CASEBOLT: Economic thinking has relied on the Cold War to be the engine for economic development for 45 years. Free trade is the only other option. What I miss from those who are against NAFTA is another option.
RILEY: THe Alliance for Responsible Trade, a collaboration with Mexican and Canadian counterparts, will soon be disseminating, "If Not NAFTA, What?" to friendly ears.
Housing
KANE: The real depth of the housing crisis is invisible: people who are doubled up, or living in substandard housing, or drowning in their housing costs.
Meanwhile, (Housing and Urban Development) money, cut 80 percent since 1980, is facing a 15-20 percent 1995 cut. The S&L industry was created to house our country. Once the restrictions from S&Ls were removed (deregulation), so they could go into commercial development, the dollars stopped in a very real way.
The clinton administration is acknowledging the role of the nonprofit housing system. Among initiatives that are fresh, the women's religious communities are making it happen with early seed money, the risk dollars.
The Clinton administration has said it will try to enforce community reinvestment.
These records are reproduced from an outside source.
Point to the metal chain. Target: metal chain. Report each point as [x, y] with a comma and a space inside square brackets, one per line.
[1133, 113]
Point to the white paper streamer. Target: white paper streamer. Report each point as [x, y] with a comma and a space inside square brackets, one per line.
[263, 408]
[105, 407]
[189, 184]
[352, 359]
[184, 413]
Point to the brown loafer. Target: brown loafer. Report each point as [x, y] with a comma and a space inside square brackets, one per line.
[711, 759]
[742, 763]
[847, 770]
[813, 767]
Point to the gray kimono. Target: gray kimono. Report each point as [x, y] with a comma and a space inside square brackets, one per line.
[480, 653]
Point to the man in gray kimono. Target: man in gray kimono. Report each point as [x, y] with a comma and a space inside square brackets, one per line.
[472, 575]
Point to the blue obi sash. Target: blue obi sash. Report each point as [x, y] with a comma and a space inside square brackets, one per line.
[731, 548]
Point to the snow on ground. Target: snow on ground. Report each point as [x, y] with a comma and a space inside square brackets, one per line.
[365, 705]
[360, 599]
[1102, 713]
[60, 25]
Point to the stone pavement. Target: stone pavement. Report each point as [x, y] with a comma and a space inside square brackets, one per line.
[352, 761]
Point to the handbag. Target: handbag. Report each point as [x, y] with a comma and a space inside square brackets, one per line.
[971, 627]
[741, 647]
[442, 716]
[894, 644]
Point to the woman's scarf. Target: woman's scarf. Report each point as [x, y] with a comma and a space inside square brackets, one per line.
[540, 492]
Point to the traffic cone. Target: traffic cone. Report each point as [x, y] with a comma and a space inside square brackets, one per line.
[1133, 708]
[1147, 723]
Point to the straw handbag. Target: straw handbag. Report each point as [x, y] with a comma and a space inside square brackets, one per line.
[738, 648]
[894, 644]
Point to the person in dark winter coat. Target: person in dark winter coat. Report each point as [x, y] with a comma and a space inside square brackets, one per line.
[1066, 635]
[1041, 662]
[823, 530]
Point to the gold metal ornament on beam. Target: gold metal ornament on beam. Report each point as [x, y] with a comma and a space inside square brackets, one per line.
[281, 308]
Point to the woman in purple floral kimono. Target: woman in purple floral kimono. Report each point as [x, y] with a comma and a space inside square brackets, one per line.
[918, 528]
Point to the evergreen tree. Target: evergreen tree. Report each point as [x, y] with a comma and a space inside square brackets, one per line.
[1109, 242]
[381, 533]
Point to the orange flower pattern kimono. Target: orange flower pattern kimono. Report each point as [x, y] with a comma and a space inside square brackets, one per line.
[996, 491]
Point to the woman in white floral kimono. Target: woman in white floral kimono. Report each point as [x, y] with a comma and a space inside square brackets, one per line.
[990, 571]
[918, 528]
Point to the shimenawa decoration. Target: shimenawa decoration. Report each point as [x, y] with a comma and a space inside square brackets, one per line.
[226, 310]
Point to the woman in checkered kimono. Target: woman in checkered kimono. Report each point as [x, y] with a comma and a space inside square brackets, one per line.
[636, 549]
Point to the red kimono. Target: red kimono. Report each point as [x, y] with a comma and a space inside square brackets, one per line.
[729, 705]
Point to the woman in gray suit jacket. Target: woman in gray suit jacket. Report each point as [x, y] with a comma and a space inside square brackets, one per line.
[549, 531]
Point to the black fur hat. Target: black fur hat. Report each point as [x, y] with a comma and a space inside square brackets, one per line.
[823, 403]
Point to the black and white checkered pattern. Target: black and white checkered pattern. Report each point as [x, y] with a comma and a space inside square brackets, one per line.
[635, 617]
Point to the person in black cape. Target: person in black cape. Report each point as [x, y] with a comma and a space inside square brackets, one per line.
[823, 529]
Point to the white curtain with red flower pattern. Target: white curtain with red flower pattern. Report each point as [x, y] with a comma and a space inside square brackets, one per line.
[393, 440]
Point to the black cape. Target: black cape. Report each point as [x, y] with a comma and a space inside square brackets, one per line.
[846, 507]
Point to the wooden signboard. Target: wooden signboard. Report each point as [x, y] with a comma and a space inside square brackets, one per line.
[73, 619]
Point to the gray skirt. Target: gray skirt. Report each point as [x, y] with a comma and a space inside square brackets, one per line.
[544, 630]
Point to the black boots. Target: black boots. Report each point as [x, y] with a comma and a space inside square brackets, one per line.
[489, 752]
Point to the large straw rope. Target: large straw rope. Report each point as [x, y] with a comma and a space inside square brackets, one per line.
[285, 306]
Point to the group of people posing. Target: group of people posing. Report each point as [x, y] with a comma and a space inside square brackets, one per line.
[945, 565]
The Community Reinvestment Act requires financial institutions to target some of their dollars into local development. There is legislation that acknowledges an alternate system after deregulation --local community development financial institutions, revolving loan funds, like the McAuley Institute or the South Shore Bank (Chicago), or community credit and development unions. Women suffer disproportionately on housing needs. Over 60 percent of women-maintained households are rentes.
DEAR: At the drop-in center where I work, the homeless see no change under the Clinton administration, whose priority should have been to ensure a home for each American. HUD's $20 million for Washington, D.C., homeless is a good first step, but it raises serious questions. It is not enough. It needs $100 million, and it needs to happen in every major city. It emphasizes the need for police rounding up the homeless, instead of outreach workers for those contacts. It does not learn from the small community-based organizations working with homeless for years.
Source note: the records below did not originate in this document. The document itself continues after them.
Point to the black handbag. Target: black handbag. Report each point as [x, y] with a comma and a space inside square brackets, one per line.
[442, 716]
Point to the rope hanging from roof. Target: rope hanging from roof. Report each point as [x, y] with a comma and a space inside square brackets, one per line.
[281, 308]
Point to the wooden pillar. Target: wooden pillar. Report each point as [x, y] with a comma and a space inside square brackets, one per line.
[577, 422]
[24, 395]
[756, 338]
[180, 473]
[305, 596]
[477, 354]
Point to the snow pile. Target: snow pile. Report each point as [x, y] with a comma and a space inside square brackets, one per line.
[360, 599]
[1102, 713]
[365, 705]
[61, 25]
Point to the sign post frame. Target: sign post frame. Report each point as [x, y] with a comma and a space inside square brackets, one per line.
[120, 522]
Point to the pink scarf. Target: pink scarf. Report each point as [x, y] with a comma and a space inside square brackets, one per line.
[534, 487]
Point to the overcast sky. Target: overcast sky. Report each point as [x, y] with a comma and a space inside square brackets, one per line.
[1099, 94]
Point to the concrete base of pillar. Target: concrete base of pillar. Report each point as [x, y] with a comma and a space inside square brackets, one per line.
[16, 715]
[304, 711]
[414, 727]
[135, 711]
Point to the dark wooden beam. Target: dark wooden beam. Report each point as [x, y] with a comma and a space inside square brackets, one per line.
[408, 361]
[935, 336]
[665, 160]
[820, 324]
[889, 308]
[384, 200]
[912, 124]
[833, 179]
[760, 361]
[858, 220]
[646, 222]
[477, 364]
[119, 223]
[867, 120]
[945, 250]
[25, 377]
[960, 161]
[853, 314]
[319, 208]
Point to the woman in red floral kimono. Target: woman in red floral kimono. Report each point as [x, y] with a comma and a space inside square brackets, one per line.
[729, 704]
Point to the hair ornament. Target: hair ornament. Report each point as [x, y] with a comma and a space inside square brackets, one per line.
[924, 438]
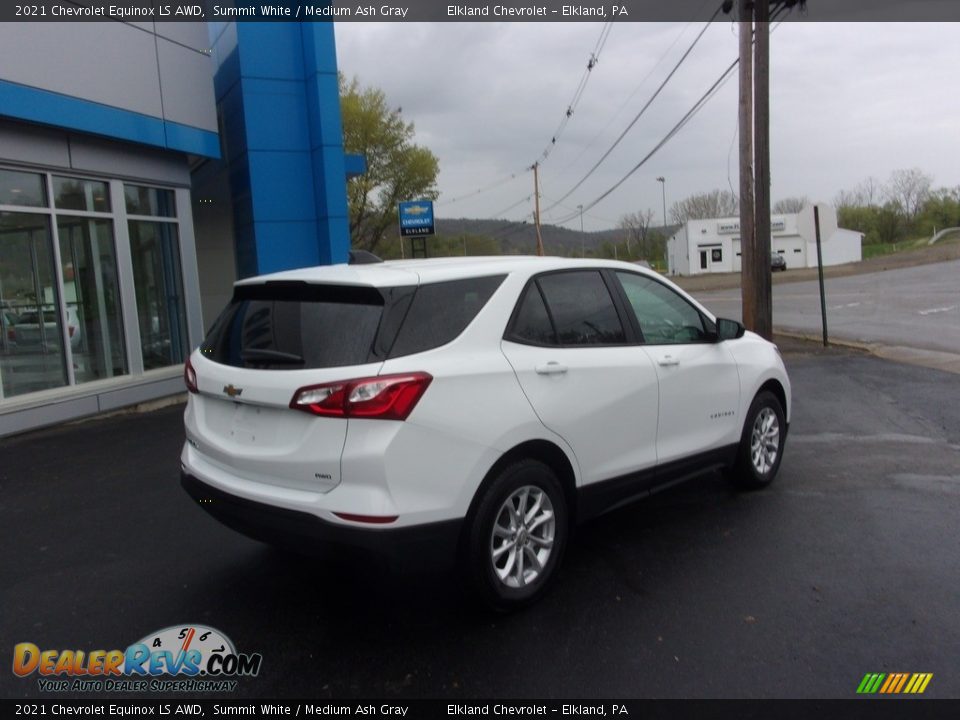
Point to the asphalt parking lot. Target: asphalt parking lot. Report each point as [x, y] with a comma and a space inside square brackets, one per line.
[848, 564]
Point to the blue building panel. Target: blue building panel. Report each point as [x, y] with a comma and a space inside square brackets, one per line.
[283, 245]
[191, 140]
[325, 121]
[278, 94]
[50, 108]
[270, 50]
[287, 170]
[275, 115]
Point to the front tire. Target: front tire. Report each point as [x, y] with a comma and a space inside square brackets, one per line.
[517, 536]
[761, 444]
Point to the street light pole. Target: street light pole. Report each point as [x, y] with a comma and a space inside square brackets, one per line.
[583, 252]
[663, 188]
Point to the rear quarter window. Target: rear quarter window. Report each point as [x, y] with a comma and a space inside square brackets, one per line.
[296, 326]
[441, 311]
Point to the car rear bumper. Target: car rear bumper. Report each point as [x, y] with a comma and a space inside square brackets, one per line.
[431, 546]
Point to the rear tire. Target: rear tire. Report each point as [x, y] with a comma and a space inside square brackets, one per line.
[761, 444]
[517, 536]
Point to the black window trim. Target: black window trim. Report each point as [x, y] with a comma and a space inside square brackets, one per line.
[631, 337]
[710, 328]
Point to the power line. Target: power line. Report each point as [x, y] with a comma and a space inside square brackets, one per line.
[673, 131]
[486, 188]
[711, 91]
[644, 108]
[578, 93]
[633, 94]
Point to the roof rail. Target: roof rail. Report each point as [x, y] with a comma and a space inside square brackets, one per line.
[363, 257]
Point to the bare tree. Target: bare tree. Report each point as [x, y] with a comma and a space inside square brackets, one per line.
[787, 206]
[845, 199]
[908, 189]
[636, 228]
[870, 192]
[867, 193]
[713, 204]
Washington has 2,000 vacant public housing units -- typical of major cities throughout the nation. This is the big HUD program and they did not address it.
The Trident -- that submarine's costs could have provided $100 million to house the homeless in 22 cities.
D'ANTONIO: One problem. If we took the money from Trident right now we'd have 20,000 homeless in Groton, Conn. The problems are intertwined. Unless you have something for them, you simply change the location.
FRIEDMAN: I'm not necessarily in favor of knocking out the middle class' home mortgage load deduction -- but it is 61 percent of all the money the federal government spends on housing. If you look at this benefit to the wealthy, it is incredible. We need to educate people on some of these statistics. We suggest a shift in those funds. We need to sensitize constituents who will then inform Congress and make the administration's work a little more doable.
KANE: Look at the building blocks. If we don't have t place to go back home to at night, the health care issues are going to continue to roll back over us.
CASEBOLT: The administration knows health care is linked to housing, to employment. They know everything is linked. Those in the social justice movement are going to have to think of building broader coalitions of interest to accomplish goals -- and to claim the peace dividend. We need to be constructing coalitions of conscience.